Эндерби был умеренно доволен стихом, сильней радуясь перспективе более крупной структуры — цикла. Несколько лет назад он издал том под названием «Революционные сонеты». В книгу вошли не только сонеты, но название ей дали первые двадцать стихотворений, каждое из которых старалось вместить, — эксплуатируя парадигму темы и контртемы в излюбленной Петраркой форме, — определенную историческую фазу, на которой совершалась революция. Теперь он чувствовал, что можно взять те двадцать сонетов из сборника и, добавив еще двадцать, в сотрудничестве с Музой построить обширный цикл, сам по себе составляющий том. Понадобится новое название, более изобретательное, чем старое, например, «Мозг и Раковина», или еще что-нибудь. Пока есть вот эти два сонета — про Сад Эдема, и новый, про человека, строящего собственный мир за пределами Сада. Где-то в глубине подсознания зудело воспоминанье о начатом и оставленном в весьма грубом виде другом сонете, который после хорошей отделки и тщательной полировки станет третьим. На самом деле, думал он, тот сонет будет предшествовать этим двум, изображая первичную революцию на небесах, — бунт Сатаны и подобные вещи. Люцифер, Адам, дети Адама. Получатся три первых стиха. Ему казалось, что, достигнув определенной степени опьянения, за которой последуют тщательные раздумья, можно будет вернуть сонет к жизни. По крайней мере, если оставить ворота открытыми, рифмы наверняка притопают обратно в американских армейских ботинках на мягкой подошве. Октава: Люцифер сыт по горло незыблемым порядком и согласием на небесах. Хочет действовать, выдумывает идею дуализма. Секстет: он низвергается и сотворяет ад в противоположность небесам. Эндерби видел его падение. Как орел, сорвавшийся в солнечном свете с вершины горы. Это из Теннисона. Под ним расползается, морщится море. Море — горе. Гора — дыра. Рифмы секстета?
Он чувствовал возбуждение. Поднял за себя тост с остатками «Фундадора». Еще эта проклятая женщина. Впрочем, пора уже устыдиться и ощутить желание поправить дело. Лучше сейчас пойти к ней, извиниться. Эндерби понимал, что на самом деле, наверно, не совсем вежливо вылезать из постели и прочего с женщиной, чтобы стих написать. Особенно на туалетной бумаге, принесенной в виде триумфального вымпела. У женщин свои понятия о приоритетах, их надо уважать.
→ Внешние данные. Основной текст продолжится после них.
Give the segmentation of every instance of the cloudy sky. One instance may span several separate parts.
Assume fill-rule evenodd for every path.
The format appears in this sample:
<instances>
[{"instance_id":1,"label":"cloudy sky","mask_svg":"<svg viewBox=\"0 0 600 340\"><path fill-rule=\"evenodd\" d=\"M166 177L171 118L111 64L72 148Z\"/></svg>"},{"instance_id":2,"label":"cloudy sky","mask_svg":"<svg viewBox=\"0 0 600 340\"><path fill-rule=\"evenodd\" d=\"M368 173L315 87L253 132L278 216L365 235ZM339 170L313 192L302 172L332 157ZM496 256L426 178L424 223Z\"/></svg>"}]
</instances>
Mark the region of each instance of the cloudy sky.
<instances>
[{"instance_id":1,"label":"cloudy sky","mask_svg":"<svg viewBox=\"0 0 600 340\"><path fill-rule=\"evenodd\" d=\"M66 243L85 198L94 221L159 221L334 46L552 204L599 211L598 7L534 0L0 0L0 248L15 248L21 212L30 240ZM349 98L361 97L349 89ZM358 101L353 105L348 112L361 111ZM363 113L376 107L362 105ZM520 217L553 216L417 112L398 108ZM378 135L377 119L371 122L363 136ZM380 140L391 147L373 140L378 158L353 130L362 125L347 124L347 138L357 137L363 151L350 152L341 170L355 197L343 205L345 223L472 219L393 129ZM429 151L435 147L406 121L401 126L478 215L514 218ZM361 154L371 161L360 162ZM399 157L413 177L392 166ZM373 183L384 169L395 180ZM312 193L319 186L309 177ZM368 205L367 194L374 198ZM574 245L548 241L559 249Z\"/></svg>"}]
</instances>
Впрочем, она, несомненно, поймет, если как следует объяснить. Можно сказать: предположим, она за этим самым делом вдруг увидит новый лунный кратер, — неужели сама не соскочит, как он соскочил? А потом сонет прочитать. Он задумался, стоит ли для визита прилично одеться. Встает рассвет, отель скоро зашевелится, наглые официанты явятся в спальни с весьма неадекватным завтраком. А вдруг она, полностью умиротворенная сонетом, снова заманит его в постель, на этот раз в свою, для возобновления, так сказать, того самого? Эндерби вспыхнул. И решил идти, как Дон Жуан в однажды виденном фильме, в расстегнутой на шее рубашке и в брюках.